You're disgusting Frank and you're disgusting as well CG for supporting him in such slander.


----------



## California Girl (Sep 6, 2010)

Modbert said:


> California Girl said:
> 
> 
> > *Seriously.... this story is all over the fucking net.*... He linked to infowars.... He could have linked to a variety of left wing sites singing  the praises of Soros and his band of thieves.
> ...



Find your own fucking links, you lazy twit. 

You'll see it covered by Washington Post, FNC, news one, CBS, Media Matters, Kos and a whole host of others.

And.... there's already been several threads on it on here.... mainly ranting lefties high fiving Media Matters and their merry band of whores.


----------



## Modbert (Sep 6, 2010)

California Girl said:


> Find your own fucking links, you lazy twit.
> 
> You'll see it covered by Washington Post, FNC, news one, CBS, Media Matters, Kos and a whole host of others.
> 
> And.... there's already been several threads on it on here.... mainly ranting lefties high fiving Media Matters and their merry band of whores.



The burden of proof is on you. Though you should see the latest post I made before yours in this thread.


----------



## California Girl (Sep 6, 2010)

Modbert said:


> CrusaderFrank said:
> 
> 
> > The Progressives biggest financier, George Soros has announced that he will work against the Tea Party t*he same way he worked against Hungarian Jews during the Holocaust.  Instead of tracking Jews for the Nazis, Soros's TeaPartyTracker.org will track the Tea Party.
> ...



That man has destroyed the economies of whole fucking countries for profit. And you call me and Frank disgusting? Fuck off moron.


----------



## Modbert (Sep 6, 2010)

California Girl said:


> That man has destroyed the economies of whole fucking countries for profit. And you call me and Frank disgusting? Fuck off moron.



So to justify your own disgusting behavior, you point out the behavior of others. Nice way to show responsibility there CG.


----------



## Annie (Sep 6, 2010)

Modbert said:


> So wait, Frank's source is Infowars, a 9/11 conspiracy/New World Order conspiracy theory website.

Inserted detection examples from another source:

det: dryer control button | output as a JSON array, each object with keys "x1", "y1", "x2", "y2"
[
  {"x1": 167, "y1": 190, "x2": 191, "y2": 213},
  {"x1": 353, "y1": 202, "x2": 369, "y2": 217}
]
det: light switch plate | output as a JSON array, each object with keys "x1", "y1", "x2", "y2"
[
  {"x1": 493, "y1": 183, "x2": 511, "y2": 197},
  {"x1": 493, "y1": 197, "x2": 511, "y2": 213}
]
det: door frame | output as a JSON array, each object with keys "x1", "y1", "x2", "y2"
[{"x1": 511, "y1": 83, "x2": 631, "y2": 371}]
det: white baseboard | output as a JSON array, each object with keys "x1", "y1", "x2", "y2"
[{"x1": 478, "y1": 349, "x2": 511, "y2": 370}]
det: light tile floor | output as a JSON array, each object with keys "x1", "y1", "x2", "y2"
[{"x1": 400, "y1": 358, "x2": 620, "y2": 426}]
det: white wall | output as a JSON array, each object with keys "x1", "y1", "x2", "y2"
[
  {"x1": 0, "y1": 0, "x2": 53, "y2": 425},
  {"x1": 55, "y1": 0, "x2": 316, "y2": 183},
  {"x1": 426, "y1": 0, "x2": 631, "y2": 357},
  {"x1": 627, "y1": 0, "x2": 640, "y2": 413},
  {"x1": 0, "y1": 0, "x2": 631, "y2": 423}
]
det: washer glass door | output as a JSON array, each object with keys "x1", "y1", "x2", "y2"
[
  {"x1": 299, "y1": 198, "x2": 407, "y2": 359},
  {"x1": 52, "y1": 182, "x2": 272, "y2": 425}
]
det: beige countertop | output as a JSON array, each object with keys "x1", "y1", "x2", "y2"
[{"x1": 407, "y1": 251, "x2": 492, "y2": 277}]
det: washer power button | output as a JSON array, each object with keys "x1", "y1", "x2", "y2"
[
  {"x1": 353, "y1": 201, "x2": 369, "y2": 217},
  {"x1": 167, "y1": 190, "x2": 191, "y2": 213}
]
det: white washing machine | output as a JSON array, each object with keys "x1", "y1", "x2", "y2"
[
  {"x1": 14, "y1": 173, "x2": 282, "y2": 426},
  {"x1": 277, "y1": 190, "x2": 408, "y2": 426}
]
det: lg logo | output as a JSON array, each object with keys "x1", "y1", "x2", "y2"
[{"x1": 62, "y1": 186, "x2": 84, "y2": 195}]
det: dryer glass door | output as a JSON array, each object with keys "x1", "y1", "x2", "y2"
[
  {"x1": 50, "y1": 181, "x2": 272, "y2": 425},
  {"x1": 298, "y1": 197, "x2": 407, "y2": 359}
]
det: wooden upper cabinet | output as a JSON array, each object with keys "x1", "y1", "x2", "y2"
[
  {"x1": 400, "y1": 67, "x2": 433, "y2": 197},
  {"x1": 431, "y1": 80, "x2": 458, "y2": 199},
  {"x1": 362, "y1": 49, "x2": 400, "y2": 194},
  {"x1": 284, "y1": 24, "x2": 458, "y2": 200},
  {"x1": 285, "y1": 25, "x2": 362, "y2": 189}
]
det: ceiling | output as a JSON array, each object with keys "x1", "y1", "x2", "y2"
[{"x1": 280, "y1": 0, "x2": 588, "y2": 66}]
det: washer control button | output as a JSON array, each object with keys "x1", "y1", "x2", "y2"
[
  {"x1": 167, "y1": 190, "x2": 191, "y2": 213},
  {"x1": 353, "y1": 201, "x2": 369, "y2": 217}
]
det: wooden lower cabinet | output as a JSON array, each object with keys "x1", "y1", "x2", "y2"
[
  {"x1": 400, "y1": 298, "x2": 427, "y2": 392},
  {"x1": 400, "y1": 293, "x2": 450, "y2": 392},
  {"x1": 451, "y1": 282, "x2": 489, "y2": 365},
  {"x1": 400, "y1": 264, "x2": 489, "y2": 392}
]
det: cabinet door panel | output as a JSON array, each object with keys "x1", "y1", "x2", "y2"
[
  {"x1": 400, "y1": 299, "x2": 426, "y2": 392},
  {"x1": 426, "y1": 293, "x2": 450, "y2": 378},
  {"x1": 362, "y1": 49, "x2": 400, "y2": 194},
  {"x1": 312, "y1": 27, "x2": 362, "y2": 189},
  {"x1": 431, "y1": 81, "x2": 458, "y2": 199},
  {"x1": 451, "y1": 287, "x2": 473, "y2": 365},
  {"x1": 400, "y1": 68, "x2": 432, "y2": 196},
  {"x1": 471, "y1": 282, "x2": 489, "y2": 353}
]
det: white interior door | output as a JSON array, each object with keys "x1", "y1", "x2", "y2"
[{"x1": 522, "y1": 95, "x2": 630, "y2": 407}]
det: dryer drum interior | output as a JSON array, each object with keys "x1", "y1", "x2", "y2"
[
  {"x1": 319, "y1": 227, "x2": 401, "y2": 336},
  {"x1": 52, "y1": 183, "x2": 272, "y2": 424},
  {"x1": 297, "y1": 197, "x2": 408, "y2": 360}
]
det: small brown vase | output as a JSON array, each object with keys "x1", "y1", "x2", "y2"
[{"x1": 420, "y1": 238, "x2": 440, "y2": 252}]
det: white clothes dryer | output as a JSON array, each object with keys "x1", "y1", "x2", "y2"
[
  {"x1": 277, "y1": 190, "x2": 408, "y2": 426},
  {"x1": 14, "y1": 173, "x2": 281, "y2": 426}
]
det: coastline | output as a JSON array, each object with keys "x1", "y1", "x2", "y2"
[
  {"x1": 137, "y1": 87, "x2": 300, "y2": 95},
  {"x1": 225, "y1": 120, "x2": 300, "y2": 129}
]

I agree with you about Infowars, but how would you account for a Soros? Truth is, he hates Jews, that has been obvious. Also true that he seems more than a tad without ethics in general. See 1990's.


----------



## California Girl (Sep 6, 2010)

Modbert said:


> California Girl said:
> 
> 
> > That man has destroyed the economies of whole fucking countries for profit. And you call me and Frank disgusting? Fuck off moron.
> ...



Oh, fuck off, you stupid little airhead. Soros is scum. But... hey... he didn't do it to our country.... no Americans were hurt in the building of the Soros empire so that's ok, right? Drooler. I could not care less what anyone accuses him of. The man is a bastard. He wants his own fucking country.... and he's buying ours.... and fucking assholes like you don't give a shit.


----------



## Modbert (Sep 6, 2010)

Annie said:


> I agree with you about Infowars, but how would you account for a Soros? Truth is, he hates Jews, that has been obvious. Also true that he seems more than a tad without ethics in general. See 1990's.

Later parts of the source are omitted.